Social justice and Black cooperative history

20 Feb 2025

Cooperation has proved to be a powerful tool for social justice - and in particular for communities subjected to racial discrimination. During this year's Black History Month, we acknowledge how people working together in the face of racism have long used cooperative action to improve each others’ lives in tangible ways.

The food co-ops of the Neighboring Food Co-op Association (NFCA) in the USA are working together to manifest the shared vision of a thriving regional economy, rooted in a healthy, just and sustainable food system, and a vibrant community of cooperative enterprise. Central to this work is addressing systemic racism and classism in all of their many forms.

“To live out and fulfil the values and principles of our cooperative movement, we need to centre social, racial, and economic justice in our co-ops,” it says. 

Another cooperative doing just this is the Federation of Southern Cooperatives, which represents Black farmers, landowners and co-ops in the southern USA. It was founded 57 years ago by 22 cooperatives, at the intersection of the Civil Rights Movement and the Black Cooperative Development Movement. Today, it provides co-op development, land retention and advocacy services, as well as mediation and disaster relief.

The struggles faced by black cooperators are well documented in Dr Jessica Gordon-Nembhard’s Collective Courage: A History of African American Cooperative Economic Thought and Practice, which explores the tradition of black cooperative economic development in the context of the long struggle for civil rights.

She believes the co-op model can be a powerful tool to empower subaltern groups struggling with economic inequality and discrimination. Her research looked at why black communities have set up cooperatives across the country.

“At the beginning, the co-ops were a response to marginality and crisis,” she told Co-op News. “Often it was because they weren’t provided with the kind of burial they wanted for their families, or they couldn’t get access to quality food, healthcare or banking. So they created their own businesses.

“That connection between surviving oppression and marginality through cooperative economics was very powerful.
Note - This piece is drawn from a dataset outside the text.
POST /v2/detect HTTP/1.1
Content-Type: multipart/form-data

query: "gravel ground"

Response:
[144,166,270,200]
And then people went even further and started saying: ‘If we can use this to help us just survive, imagine if we used this strategy even more, how much we could prosper from it’?”

One of those inducted into last year’s Cooperative Hall of Fame was Nannie Burroughs (1879-1961), co-founder of Cooperative Industries of Washington, who was nominated by Dr Gordon Nembhard and Margaret Lund. 

Burroughs believed that cooperatives offered Black communities a viable alternative to the hardships of the Great Depression. She was a great American intellectual orator, educator and activist who worked with or inspired Adam Clayton Powell Jr, Ella Joe Baker, Martin Luther King Jr, Ralph Abernathy and Thurgood Marshall. She co-founded the women's convention of the National Baptist Convention to amplify women's voices and role in the church, and opened the National Training School for Women and Girls in 1909, the first vocational school for black girls in the United States,

“A major school and a national religious organisation were not enough for MS Burroughs,” said Dr Gordon Nembhard in Burrough’s nomination video. “She founded and used the cooperative business model to reach her ultimate aim of economic empowerment for black women. It was through cooperative ownership that a woman could gain skills in order to earn a good income in a safe environment with workplace democracy and self-determination.”

She founded the first of a set of cooperatives in July 1934 with Sadie Morse Bethe to create jobs for black women as well as the unemployed, unskilled and disabled. She started with cooperative production, sewing, canning, broom making, barrel chairs and handicrafts and within six months of its founding, the Northeast Self Help Cooperative was the largest sewing factory in DC, with 50 members. Within two years, it had grown to 400 members. 

Renamed Cooperative Industries of Washington DC, the cooperative became “what may have been the first multi-stakeholder cooperative in the USA, combining the worker co-ops with the co-op farm and the consumer grocery co-op,” said Dr Gordon Nembhard.

“Burroughs saw herself as a movement builder."